La cría del pollo campero se basa en un sistema de explotación semi-extensivo con una alimentación fundamentada en dietas a base de cereales y sin aditivos. Esto supone una alternativa a la explotación del pollo industrial y se busca un producto más natural, más hecho y más sabroso aunque, lógicamente, más caro.

El pollo campero se diferencia del pollo industrial o parrillero en una serie de aspectos tales como:

    Morfológicamente se diferencia por el color de la pluma, al ser ésta de color rojo o caoba en el pollo campero. Con pigmentación amarilla de la piel.
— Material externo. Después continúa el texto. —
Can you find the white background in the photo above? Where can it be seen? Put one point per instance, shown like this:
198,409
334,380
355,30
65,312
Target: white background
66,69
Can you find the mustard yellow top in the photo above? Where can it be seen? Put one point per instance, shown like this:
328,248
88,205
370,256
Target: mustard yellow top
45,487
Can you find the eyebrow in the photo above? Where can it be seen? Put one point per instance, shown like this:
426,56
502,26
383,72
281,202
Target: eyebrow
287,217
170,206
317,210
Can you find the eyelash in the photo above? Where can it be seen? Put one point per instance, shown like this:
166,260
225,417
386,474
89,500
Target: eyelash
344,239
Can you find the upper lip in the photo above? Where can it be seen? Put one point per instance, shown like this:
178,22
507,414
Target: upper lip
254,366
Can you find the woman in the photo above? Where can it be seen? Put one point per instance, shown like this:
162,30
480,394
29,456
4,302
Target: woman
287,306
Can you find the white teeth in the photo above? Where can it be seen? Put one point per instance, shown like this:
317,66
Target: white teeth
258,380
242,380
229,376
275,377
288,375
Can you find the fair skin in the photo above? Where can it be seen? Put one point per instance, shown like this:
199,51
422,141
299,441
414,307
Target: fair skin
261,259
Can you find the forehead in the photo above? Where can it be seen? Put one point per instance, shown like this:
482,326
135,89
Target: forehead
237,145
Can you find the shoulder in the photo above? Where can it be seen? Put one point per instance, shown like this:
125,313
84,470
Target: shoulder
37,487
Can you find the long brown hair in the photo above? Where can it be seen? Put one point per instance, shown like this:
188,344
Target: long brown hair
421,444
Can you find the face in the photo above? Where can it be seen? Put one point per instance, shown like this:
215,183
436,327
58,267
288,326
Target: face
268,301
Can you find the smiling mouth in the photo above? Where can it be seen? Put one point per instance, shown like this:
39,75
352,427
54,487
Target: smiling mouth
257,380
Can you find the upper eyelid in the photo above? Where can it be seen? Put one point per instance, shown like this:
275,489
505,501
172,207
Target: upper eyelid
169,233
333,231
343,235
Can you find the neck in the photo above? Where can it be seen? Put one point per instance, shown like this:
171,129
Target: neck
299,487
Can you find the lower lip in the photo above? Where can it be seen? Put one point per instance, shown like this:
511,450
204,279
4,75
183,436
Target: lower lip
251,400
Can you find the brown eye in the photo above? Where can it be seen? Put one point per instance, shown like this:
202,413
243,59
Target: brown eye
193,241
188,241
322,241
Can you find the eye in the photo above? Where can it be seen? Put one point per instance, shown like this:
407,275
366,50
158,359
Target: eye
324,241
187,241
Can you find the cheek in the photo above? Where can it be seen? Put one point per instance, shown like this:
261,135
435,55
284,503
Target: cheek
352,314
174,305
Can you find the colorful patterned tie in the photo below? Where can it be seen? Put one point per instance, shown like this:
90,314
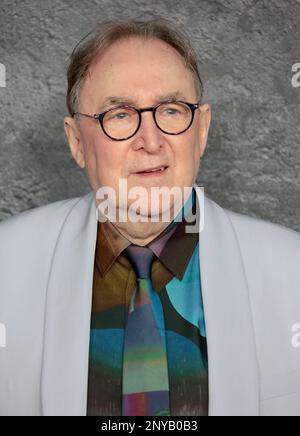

    Es un ave de crecimiento lento y armonioso, basado en razas tales como: New Hampshire, Rhode Island Red, Bresse, Plymouth Rock Barrado, etc.

    Se explota en régimen de manejo semi-extensivo, con una edad al sacrificio mayor, lo que supone una carne mucho más “hecha” y de sabor más intenso.

    La alimentación es menos intensiva y más natural, lo que favorece el crecimiento lento de los animales.